Mumsnet has not checked the qualifications of anyone posting here. If you need help urgently or expert advice, please see our domestic violence webguide and/or relationships webguide. Many Mumsnetters experiencing domestic abuse have found this thread helpful: Listen up, everybody

Even when your marriage is on the rocks, you'd still expect some degree of compassion from OH when you're in actual, physical pain, wouldn't you?

14 replies

ilovemuffins · 12/03/2018 16:40

Please tell me this is not okay. Actually I know it is not okay, but still need to hear it from others.

My marriage is at a low point at the moment. It's a long story - we have different priorities in life, OH is a perfectionist and I'm not living up to his expectations. Constant criticising, even in front of the kids, occasional verbal abuse, slightly narcissistic tendencies, you get the picture. I'm by no means perfect and can see why he gets frustrated with me - he is a high earner, I'm a freelancer and earn "pocket money" (his words, not mine); he carries a lot of the mental load in addition to working. I've become more and more frustrated with the state of our relationship and admittedly find it hard to motivate myself to contribute to the things that are important to him (mainly DIY and holiday planning). But I'm not nearly as bad as he makes it out- My "pocket money' job has earned me around £1000/month (plus very positive feedback from my clients), and I do most of the housework (though only to my standards, not his!) and care for our two children. I've been told I'm a good mum (by my kids and my friends, though rarely by him), but he constantly makes me feel shit and anxious.

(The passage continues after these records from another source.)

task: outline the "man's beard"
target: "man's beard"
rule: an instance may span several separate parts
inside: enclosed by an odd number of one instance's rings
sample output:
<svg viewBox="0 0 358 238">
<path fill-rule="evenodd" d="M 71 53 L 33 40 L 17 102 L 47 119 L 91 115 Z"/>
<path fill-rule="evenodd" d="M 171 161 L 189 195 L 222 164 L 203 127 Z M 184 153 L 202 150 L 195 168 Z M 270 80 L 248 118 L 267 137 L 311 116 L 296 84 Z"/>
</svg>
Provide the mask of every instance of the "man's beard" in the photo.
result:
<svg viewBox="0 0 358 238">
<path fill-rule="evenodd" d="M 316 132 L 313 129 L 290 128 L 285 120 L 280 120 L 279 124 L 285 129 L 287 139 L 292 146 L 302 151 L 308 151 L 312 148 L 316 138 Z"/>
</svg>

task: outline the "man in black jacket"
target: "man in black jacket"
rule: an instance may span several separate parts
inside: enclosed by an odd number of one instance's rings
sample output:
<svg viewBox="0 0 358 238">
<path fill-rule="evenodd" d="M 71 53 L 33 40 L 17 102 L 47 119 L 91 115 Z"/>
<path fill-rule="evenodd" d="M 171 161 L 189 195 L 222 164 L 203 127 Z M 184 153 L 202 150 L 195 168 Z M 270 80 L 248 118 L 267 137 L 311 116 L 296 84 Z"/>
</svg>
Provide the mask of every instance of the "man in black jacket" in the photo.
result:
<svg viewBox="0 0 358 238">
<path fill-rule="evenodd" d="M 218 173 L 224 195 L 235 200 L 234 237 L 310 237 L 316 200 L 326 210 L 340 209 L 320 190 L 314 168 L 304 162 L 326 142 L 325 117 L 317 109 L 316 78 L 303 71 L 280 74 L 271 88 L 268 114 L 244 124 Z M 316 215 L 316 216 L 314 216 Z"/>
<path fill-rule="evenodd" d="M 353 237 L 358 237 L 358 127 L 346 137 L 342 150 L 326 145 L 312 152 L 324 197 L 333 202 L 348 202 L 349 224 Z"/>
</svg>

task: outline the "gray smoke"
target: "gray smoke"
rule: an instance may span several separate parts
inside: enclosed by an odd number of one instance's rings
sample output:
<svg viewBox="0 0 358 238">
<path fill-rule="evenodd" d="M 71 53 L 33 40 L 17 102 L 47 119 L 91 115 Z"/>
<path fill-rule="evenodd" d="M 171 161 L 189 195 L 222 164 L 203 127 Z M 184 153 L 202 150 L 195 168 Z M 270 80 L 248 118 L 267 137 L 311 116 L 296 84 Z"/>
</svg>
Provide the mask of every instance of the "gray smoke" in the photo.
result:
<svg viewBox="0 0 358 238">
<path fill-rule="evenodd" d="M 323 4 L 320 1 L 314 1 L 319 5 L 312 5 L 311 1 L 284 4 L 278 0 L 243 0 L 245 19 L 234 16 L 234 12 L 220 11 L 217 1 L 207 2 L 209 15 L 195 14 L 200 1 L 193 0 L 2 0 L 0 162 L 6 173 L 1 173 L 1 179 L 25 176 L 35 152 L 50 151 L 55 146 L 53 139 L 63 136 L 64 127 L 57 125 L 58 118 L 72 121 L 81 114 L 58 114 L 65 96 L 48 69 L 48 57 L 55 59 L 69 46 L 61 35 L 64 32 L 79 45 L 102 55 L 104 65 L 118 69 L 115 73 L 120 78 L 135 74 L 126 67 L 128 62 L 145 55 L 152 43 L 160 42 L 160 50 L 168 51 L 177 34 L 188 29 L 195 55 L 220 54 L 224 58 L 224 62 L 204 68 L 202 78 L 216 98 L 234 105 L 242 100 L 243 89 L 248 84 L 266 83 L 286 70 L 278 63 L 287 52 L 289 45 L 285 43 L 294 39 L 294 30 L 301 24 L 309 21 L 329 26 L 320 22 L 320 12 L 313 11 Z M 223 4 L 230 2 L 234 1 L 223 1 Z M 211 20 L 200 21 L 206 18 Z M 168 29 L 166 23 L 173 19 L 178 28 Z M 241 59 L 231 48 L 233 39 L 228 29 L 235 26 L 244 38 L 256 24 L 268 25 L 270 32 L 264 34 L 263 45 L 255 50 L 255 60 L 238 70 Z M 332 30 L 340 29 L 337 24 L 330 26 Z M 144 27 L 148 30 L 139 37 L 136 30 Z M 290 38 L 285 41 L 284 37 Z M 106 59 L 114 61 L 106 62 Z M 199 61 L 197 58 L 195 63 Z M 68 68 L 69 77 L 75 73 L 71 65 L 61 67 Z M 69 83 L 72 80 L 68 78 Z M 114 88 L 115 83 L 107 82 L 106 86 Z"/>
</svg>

I'm leftwing liberal softy (because I'm against smacking), I'm lazy and selfish, my housekeeping skills get unfavourably compared to his mother's, he has made negative remarks about my home country in front of the kids, told me that as a foreigner I shouldn't be allowed to participate in a local political campaign, have no common sense, etc., etc.

He refused to go for marriage counselling for years. Last year I threatened to leave if he didn't give it a go, so he reluctantly agreed. The counselling has improved things somewhat, but there is still constant criticism, no intimacy, no compassion. I've been diagnosed with a chronic health condition which impacts my energy levels and takes around 30 mins on a good day to manage to prevent it from deteriorating too quickly. The months leading up to the diagnosis were the worst of my life - I was scared I had a related, much worse, condition. He offered no emotional support whatsoever and continued to lay into me. Fortunately I have good friends who helped me through this period.

Now we can't be in the same room without sniping at each other. It makes me so sad. I feel we are only together for the kids' sake. Rationally I know of course that in the long run they will suffer more if we stay together, even though we mostly manage not to argue in their presence. But I am scared about the future if I leave - what if it is a terrible mistake? How will the children react? He is a very good dad, they would be devastated if we split. What happens if my illness gets worse and I can't look after them or work even part time (I've been hospitalised twice so far)? How will I cope with no family in this country? etc. On a good day I feel confident - realistically I should be able to keep the illness at bay for a long time as long as I look after myself. I'm good at my job, have a brilliant network of friends and a creative hobby which has given me a huge boost of confidence. But it's just such a roller coaster.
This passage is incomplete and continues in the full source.